The unidentified illness has killed many people in the Democratic Republic of the Congo and infected hundreds, the World Health Organization reports, and a reserve that appeared in three children who died after eating bats in January An investigation was conducted.
As of February 15, 53 people in the northwest of the country said that “almost half of deaths have arisen from symptoms” in one of two identified clusters of 431 reported cases. He died in the reported case. Weekly breaking news published by Who's Africa Office.
“An outbreak where cases rise rapidly within a few days poses a serious public health threat,” the report said, “The exact cause remains unknown.”
Symptoms of the victim include fever, vomiting, diarrhea and physical pain, among other things. Children who died of illness also bleed from the nose and vomited blood.

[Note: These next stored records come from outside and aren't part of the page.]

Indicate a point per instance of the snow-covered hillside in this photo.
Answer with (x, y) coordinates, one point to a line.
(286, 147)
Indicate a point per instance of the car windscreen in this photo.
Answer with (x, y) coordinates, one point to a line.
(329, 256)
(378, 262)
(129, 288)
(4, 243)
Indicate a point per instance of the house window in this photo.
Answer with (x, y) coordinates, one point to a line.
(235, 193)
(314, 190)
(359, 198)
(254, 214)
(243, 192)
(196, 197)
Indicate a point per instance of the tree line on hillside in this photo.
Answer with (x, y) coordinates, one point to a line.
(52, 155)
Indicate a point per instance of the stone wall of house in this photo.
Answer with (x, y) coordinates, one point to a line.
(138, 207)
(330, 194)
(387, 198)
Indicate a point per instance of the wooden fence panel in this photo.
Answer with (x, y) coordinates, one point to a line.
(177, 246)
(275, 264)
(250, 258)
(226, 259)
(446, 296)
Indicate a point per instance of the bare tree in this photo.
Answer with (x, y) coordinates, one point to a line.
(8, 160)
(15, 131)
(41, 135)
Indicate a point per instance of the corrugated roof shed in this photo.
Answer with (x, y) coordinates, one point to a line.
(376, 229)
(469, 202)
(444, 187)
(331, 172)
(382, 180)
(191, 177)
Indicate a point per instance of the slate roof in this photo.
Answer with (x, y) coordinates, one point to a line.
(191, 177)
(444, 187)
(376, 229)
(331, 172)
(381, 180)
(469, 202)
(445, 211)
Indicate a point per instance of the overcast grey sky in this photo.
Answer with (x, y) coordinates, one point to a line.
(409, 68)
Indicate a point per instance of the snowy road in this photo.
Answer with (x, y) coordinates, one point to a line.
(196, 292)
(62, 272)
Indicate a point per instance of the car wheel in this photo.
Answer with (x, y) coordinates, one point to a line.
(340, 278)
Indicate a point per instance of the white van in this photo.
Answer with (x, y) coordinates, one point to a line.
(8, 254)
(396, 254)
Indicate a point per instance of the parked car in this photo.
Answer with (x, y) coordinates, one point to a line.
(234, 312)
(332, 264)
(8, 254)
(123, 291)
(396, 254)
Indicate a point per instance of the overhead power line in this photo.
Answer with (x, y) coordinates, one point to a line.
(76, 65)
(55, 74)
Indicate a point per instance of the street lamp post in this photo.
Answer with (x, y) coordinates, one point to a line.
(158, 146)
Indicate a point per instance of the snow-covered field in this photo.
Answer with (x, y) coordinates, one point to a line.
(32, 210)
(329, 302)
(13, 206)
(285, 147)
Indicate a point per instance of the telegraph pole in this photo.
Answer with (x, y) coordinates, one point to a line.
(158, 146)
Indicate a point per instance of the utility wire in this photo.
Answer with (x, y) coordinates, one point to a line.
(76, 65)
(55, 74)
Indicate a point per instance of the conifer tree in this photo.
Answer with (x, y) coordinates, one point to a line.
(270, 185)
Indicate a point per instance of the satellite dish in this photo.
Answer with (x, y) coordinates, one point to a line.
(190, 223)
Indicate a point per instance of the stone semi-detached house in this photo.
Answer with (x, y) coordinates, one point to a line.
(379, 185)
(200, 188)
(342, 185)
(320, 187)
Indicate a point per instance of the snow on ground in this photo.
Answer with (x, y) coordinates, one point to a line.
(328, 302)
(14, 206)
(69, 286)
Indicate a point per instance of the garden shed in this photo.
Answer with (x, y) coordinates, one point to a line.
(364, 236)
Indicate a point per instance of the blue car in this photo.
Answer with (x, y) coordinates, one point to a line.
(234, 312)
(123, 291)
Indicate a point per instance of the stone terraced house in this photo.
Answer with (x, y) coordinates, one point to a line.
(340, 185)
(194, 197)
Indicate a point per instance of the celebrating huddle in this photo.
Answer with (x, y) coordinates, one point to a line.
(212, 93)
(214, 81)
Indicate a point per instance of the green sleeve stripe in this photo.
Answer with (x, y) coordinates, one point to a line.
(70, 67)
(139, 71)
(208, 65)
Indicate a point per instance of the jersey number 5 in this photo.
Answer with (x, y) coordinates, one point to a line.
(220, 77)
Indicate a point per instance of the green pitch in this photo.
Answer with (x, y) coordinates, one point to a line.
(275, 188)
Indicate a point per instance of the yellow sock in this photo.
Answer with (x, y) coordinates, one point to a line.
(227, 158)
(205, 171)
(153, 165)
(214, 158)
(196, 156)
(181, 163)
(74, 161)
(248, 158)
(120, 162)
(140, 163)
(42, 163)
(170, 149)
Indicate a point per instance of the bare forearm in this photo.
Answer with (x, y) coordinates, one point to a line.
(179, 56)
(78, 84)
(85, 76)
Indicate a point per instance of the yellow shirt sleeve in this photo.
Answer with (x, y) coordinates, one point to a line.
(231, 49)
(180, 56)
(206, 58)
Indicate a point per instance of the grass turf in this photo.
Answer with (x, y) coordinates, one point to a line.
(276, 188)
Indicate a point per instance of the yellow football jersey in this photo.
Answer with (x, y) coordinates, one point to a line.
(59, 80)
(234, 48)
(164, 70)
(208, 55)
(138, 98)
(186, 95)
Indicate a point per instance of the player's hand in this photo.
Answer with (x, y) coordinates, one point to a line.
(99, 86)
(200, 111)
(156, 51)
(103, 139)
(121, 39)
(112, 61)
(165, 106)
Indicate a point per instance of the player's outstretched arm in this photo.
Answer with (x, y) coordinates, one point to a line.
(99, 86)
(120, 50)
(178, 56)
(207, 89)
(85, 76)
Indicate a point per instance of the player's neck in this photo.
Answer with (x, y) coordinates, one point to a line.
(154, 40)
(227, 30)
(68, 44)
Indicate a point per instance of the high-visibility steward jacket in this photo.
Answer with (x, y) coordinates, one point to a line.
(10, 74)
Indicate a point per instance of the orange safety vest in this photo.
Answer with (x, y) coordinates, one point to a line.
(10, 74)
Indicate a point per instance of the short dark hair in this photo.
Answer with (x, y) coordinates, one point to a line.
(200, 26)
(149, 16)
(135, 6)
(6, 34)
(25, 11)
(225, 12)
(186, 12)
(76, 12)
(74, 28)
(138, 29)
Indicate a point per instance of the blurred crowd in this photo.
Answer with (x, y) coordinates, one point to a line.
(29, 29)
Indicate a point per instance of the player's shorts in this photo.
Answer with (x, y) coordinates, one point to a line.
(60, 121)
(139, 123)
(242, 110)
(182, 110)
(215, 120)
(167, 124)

The link to bats can be important as bat viruses are known to cause many other diseases in humans. Bats are thought to be natural reservoirs of the Malburg and Ebola viruses, and are two hemorrhagic fevers that are the source of ongoing outbreaks in the region, and bat viruses were precursors of the Covid-19 virus Apparently.
The disease, which infected people in the state of Ecuature in Congo, was fatal in over 12% of cases. Investigators identified the first outbreak in Boroko village, which spread to nearby Dunda village, WHO said. The second largest outbreak occurred in Bomate Village, infecting more than 400 people.
Investigators sent 18 samples to Kinshasa, the Congolese capital, to eliminate the virus in Ebola and Marburg.
Last year, the unknown fading disease infected hundreds of people in the country's southwestern part of the country. It was found that it was likely a respiratory infection that was later complicated by malaria.
The unknown outbreak in the northwest Ecrate province has been removed hundreds of miles from the war, deepening the humanitarian crisis that has ripped through eastern Congo. The Rwanda-backed M23 rebels are fighting the Congolese forces there and have gained the ground.
Ector covers an area of the size of Kentucky, spanning the Congo River.